У меня есть особая причина упоминать о яхтсмене, который открыл Англию. Ведь человек этот — я. Я открыл Англию. Я не знаю, как можно в этой книге обойтись без внимания к себе, и, правду говоря, боюсь показаться занудным. Однако занудство спасет меня от обвинения, которое меня сильно удручает, — от обвинения в легкомыслии. Я глубоко презираю легкую софистику, и, наверное, хорошо, что именно за нее меня многие упрекают. Я не знаю ничего столь ничтожного, как пустой парадокс, — искусная защита того, что защиты не стоит. Если бы Бернард Шоу вправду зарабатывал на жизнь парадоксами, он стал бы обычнейшим миллионером, потому что с его умственной активностью он мог бы изобретать парадокс каждые шесть минут. Это так же легко, как лгать, ведь это и есть ложь. Правда же в том, что Бернард Шоу не может солгать, если не примет ложь за правду. И я стеснен теми же невыносимыми узами. Я в жизни не сказал ничего, что считал бы только забавным, хотя, конечно, у меня есть нормальное тщеславие, и я могу счесть забавным то, что сказал я. Одно дело описывать разговор с горгоной или грифоном, которых на свете нет. Другое дело — встретить носорога и радоваться, что он выглядит так, словно его выдумали. Человек ищет истину, но иногда его просто тянет к истинам причудливым. Я сердечно предлагаю мою книгу всем добрым людям, которые от души ненавидят то, что я пишу, и считают это (весьма справедливо) жалкой клоунадой или утомительным шутовством.

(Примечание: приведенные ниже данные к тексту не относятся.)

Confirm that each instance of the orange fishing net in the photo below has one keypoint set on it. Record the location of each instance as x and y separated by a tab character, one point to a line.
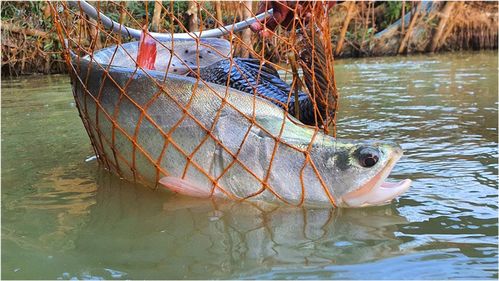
137	113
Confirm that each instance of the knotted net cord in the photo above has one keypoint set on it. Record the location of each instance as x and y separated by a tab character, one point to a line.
83	37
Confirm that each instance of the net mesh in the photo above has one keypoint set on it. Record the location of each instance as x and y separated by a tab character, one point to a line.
174	119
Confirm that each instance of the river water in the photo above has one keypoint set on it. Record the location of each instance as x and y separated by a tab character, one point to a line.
64	217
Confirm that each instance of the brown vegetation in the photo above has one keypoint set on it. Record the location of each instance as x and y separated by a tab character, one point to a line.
357	28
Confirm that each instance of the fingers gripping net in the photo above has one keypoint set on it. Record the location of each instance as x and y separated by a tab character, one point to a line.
218	112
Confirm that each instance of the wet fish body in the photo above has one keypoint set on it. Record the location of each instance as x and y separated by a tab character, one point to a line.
202	139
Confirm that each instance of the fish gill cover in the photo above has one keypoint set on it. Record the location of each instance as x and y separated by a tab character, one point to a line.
204	109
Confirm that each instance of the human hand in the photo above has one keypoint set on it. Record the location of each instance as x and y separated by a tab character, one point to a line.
285	13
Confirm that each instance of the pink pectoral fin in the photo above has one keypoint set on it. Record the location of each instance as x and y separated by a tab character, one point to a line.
185	187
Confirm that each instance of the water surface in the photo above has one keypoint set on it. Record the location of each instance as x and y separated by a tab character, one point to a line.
64	217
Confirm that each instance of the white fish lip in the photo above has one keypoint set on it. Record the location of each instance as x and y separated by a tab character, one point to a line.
378	192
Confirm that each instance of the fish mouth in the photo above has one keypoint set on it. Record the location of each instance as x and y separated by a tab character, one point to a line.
377	191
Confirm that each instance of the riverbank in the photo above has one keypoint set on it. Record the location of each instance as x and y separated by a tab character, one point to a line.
359	29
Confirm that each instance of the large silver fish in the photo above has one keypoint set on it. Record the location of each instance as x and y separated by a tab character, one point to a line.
202	139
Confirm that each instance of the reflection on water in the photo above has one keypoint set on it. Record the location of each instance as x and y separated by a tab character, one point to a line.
63	217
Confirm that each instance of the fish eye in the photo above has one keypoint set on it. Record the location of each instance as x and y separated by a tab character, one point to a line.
368	157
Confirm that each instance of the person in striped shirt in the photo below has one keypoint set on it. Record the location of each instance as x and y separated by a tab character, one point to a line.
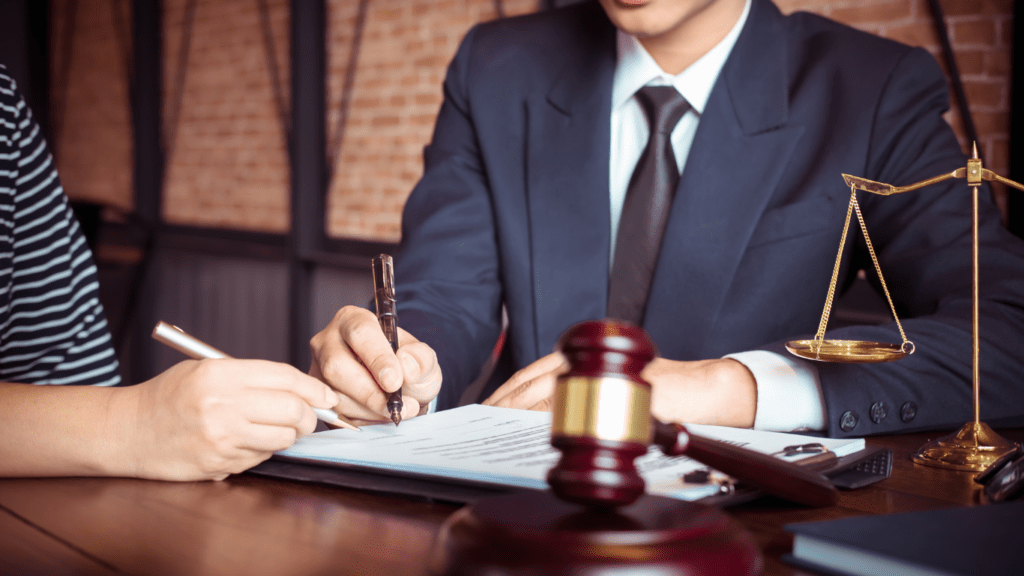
198	420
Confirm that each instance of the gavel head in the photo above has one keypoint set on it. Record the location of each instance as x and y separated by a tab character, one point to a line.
601	417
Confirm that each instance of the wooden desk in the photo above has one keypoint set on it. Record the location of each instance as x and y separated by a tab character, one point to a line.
253	526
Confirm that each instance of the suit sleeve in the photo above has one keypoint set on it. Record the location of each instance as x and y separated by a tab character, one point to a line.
449	289
924	243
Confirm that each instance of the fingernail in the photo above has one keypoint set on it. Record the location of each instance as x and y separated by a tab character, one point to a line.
331	397
389	379
409	364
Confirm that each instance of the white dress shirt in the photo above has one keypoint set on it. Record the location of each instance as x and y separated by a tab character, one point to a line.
788	391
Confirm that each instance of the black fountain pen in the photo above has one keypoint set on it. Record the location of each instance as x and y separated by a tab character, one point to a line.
384	301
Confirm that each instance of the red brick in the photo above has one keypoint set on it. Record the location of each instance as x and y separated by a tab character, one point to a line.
974	32
997	63
983	93
920	33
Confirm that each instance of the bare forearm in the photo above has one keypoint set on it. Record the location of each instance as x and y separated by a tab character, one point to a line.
65	430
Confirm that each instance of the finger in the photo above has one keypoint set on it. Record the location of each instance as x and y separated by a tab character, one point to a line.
546	405
545	365
264	438
360	331
356	410
423	375
357	387
262	374
529	394
279	408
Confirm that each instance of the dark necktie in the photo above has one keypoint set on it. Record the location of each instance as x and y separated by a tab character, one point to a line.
646	208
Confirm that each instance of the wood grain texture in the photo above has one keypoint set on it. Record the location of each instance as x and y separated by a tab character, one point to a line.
255	526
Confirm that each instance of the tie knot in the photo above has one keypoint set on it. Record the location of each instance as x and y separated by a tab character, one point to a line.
664	107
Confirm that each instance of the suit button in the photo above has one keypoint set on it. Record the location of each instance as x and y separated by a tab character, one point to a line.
907	411
879	412
848	420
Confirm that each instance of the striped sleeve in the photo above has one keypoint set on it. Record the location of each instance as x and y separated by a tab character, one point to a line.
52	327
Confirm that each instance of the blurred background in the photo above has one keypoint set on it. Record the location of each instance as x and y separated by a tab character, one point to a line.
237	163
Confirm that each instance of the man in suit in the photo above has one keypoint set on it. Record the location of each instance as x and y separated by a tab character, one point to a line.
524	183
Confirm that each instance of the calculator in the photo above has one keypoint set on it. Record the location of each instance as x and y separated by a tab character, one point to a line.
860	468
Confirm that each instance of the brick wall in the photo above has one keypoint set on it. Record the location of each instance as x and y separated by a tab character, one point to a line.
406	49
228	165
92	136
228	161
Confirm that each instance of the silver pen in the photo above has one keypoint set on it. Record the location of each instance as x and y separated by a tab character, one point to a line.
198	350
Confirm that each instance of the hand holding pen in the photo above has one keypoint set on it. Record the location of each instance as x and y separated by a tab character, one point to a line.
357	354
198	350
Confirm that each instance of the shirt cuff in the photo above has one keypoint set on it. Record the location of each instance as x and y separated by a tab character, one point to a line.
790	396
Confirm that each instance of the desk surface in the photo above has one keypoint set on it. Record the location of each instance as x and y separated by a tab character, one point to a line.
256	526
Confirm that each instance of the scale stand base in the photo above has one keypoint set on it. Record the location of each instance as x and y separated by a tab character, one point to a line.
974	447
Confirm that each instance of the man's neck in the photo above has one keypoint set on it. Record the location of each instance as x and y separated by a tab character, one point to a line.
676	49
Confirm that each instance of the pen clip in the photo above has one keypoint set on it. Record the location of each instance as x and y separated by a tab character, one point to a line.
384	301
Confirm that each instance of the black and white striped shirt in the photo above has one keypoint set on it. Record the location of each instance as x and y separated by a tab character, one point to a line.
52	327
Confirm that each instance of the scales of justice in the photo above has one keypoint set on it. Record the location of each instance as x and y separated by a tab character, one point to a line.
975	446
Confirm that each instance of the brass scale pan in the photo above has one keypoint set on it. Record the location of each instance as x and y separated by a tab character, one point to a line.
851	352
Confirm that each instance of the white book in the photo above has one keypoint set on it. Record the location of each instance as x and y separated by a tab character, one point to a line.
507	447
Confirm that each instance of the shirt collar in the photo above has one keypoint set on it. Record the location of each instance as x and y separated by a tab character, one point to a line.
635	69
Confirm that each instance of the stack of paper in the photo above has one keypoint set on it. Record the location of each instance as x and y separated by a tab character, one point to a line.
513	448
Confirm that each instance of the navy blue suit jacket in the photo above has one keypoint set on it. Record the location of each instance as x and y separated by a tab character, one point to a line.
513	210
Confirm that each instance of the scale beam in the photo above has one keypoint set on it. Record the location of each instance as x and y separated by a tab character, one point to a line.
975	446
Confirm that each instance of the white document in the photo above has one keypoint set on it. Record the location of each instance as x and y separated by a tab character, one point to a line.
513	448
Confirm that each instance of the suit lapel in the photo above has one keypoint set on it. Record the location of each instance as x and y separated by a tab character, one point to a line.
567	189
741	148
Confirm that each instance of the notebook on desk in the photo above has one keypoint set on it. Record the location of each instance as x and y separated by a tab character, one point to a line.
463	453
984	540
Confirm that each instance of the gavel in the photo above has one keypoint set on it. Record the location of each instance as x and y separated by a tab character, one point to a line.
601	422
596	520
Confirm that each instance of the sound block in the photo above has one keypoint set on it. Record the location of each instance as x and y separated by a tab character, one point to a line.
535	533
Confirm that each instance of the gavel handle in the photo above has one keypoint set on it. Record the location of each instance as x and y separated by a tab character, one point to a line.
775	477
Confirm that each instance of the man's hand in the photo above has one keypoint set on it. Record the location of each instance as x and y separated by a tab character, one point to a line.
353	357
532	387
706	392
206	419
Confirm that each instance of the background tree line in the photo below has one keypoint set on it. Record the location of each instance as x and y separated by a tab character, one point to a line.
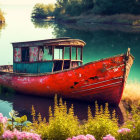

Ибо если эта книга — шутка, шутка обернется против меня. Я — человек, с величайшей отвагой открывший открытое ранее. Если книга окажется похожей на фарс, героем фарса буду я; ведь здесь рассказано, как я воображал, будто первым высаживаюсь в Брайтоне, и обнаружил, что я последний. Я излагаю мои тяжеловесные приключения в погоне за очевидным, и никто не посмеется над ними так, как я сам, ни один читатель не скажет, что я его дурачу: я дурак этой истории, и ни один мятежник не свергнет меня с трона. Я охотно сознаюсь во всех дурацких предрассудках конца XIX века. Как все важничающие мальчики, я пытался опередить век. Как они, я пытался минут на десять опередить правду. И я увидел, что отстал от нее на восемнадцать веков. По-юношески преувеличивая, я мучительно возвышал голос, провозглашая мои истины, — и был наказан как нельзя удачнее и забавнее: я сохранил мои истины, но обнаружил, что они не мои. Я воображал, что я одинок, — и был смешон, ибо за мной стояло все христианство. Может быть, прости меня Господи, я пытался оригинальничать, но я создал только ухудшенную копию традиционной веры. Человек на яхте думал, что он открыл Англию; я думал, что открываю Европу. Я старался придумать свою ересь, и когда я нанес последний штрих, я понял, что это правоверие.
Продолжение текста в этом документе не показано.